Climate experts at the National Oceanic and Atmospheric Administration in Boulder, Colorado, verified his discovery and published a report in May 2016, which suggested a connection between climate change and the epidemic. Johnson says it “may well be one of the first epidemics because of global warming”.
Climate change brings dire predictions of extreme weather but it is affecting the world’s most vulnerable now, he says. Our kidneys, with their role in keeping vital nutrients within the normal range and blood volume stable, may be on the front line of attack.
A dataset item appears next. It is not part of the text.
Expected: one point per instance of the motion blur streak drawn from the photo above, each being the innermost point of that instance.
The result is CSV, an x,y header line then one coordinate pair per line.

“We predict the kidney is going to be one of the prime targets as heat increases,” Johnson warns.
Researchers classify the new form of chronic kidney disease as “climate-sensitive”, which means that climate is one ingredient contributing to the epidemic.
As temperatures continue to rise, many such climate-sensitive ?diseases will become climate-driven, and monitoring and bringing attention to them will become even more crucial.
For the people of El Salvador, climate change is yet another life-threatening obstacle to overcome amid the constant threat from not only frequent earthquakes and the volcanoes that dot the countryside, but also gang violence, political unrest and poverty.
But for García-Trabanino, the country’s perilous existence under towering volcanoes has come to symbolise what it means to be Salvadoran: “We have survived the civil war, earthquakes and volcanoes, but Salvadorans fight, and they will fight again.”